It’s hard to know what Coach David Carrasco Sr. was thinking as he stood over the swimming pool in February 1958 watching his AU men’s basketball team celebrate a huge 55–75 Mason-Dixon Conference victory on the road in Ashland, Virginia, against Randolph-Macon College.
But one thing is certain: After a hotly contested game in an unwelcoming environment, the Yellow Jackets’ athletic director was not happy to discover Black, White, and Jewish AU players splashing around together in the segregated South.
“What are you going to do about this?” he yelled at Carrasco. “You’ve got to get these guys out of here.”
“Don’t worry, we’ll get out—just as soon as I do this,” Carrasco said before jumping into the pool himself.
Longtime NBA executive Ed Tapscott, WCL/JD ’80, shared the story he’d heard secondhand from Wil Jones, CAS/BA ’64, one of the Black players on the AU squad, which integrated DC college basketball in 1956—nearly a decade before any other area university—during a February 3 event at the Washington College of Law.
“This gave me a sense of the moment and the special team bonds that were forged with this group,” said Tapscott, who became AU’s first Black head coach in 1982. “This story is important to this institution and to the District of Columbia.”
Carrasco, the first Mexican American head coach for a major US men’s hoops program, hadn’t been on the job long when in 1956 he told then AU president Hurst Anderson that he wanted to integrate the basketball team.

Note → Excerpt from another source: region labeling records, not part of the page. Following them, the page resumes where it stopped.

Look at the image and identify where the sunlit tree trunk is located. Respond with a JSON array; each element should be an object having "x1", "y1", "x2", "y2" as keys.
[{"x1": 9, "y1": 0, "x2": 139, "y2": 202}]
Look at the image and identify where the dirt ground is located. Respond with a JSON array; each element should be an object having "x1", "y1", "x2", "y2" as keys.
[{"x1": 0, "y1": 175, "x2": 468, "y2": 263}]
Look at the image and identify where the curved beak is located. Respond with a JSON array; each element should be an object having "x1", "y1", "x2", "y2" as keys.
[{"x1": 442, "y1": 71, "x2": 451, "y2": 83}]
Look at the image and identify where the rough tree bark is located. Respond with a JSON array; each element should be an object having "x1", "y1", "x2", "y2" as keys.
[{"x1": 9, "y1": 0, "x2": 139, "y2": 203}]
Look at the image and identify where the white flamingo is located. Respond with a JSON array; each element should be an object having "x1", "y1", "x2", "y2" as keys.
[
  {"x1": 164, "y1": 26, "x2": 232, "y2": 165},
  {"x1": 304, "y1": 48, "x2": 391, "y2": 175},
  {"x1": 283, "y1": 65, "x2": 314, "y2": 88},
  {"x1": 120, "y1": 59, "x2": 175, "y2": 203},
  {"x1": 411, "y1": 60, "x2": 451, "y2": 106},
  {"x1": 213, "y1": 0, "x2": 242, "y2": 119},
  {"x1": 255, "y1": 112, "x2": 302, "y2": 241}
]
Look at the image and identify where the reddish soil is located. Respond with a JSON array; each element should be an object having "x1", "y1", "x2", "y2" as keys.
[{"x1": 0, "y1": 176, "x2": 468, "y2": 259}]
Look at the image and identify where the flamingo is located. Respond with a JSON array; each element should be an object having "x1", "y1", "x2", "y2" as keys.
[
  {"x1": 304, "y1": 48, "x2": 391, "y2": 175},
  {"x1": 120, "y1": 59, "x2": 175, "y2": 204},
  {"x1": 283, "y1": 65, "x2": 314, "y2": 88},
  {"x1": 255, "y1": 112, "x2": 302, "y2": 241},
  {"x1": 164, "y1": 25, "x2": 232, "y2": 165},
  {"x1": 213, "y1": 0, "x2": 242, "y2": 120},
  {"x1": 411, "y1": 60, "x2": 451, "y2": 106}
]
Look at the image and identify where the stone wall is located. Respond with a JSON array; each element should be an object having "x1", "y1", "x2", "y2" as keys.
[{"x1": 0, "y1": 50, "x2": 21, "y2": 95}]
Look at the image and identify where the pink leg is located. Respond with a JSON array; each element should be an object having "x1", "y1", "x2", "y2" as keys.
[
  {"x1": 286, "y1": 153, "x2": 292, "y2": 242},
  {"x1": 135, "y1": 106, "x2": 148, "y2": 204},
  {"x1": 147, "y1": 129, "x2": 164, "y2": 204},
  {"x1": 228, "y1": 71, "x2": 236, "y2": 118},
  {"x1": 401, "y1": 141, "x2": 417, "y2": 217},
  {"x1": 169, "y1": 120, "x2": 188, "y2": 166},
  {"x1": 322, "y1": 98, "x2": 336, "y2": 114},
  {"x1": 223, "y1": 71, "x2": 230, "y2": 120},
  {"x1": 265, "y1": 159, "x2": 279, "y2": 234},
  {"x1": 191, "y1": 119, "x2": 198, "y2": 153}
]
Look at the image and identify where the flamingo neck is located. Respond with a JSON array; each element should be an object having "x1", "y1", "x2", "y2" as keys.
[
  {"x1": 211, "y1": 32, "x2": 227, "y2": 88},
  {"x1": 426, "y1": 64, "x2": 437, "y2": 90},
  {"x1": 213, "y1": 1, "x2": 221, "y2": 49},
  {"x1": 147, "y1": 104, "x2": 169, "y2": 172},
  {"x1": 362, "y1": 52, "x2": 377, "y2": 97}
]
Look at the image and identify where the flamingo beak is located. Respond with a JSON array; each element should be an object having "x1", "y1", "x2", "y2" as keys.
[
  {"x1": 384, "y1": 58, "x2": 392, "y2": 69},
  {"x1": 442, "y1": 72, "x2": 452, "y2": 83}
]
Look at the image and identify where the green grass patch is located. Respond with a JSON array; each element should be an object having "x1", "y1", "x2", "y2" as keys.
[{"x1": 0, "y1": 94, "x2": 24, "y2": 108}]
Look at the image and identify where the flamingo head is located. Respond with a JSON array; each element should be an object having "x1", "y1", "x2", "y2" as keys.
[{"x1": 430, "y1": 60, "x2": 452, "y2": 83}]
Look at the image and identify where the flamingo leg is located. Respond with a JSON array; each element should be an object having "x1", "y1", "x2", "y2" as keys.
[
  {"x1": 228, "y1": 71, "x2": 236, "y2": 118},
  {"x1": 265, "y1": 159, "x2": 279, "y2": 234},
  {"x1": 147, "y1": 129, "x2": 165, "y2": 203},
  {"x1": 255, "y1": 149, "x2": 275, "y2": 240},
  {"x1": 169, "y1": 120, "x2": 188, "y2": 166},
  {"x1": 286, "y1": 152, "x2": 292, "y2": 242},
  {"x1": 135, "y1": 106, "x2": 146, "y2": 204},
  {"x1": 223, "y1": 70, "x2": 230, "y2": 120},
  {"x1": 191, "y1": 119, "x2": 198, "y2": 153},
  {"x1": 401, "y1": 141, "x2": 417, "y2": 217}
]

Anderson agreed.
Soon after, Carrasco recruited local player Dickie Wells, CAS/BA ’65, who officially broke the color barrier in the DC area when he started at center in AU’s season opener at the Naval Academy on December 5, 1956. Jones joined the team later that season.
Those teams were not only changemakers, but champions too. After Carrasco’s first Eagles squad went 10–14 in the 1956–57 season, the program won 66 games, three Mason-Dixon Conference titles, and made three trips to the NCAA College Division tournament between 1957 and 1959. For his part, Carrasco was named the 1958 college-division national coach of the year.
Carrasco grew up in the El Segundo Barrio, a dangerous neighborhood located near the border in El Paso, Texas. He was a street fighter and talented basketball player in his own right before enlisting in the Navy.
After he was commissioned, Carrasco moved to Naval Training Center Bainbridge in Maryland to train African American midshipmen. As a person of color himself, that experience helped inform how he connected with the families of his Black players, convincing recruits that he would take care of them. The rest is history.
“They saw that this man shared their world,” said Harvard professor David Carrasco Jr. of his late father. “It’s important to understand that’s what you needed at that time, for this to take place at AU.”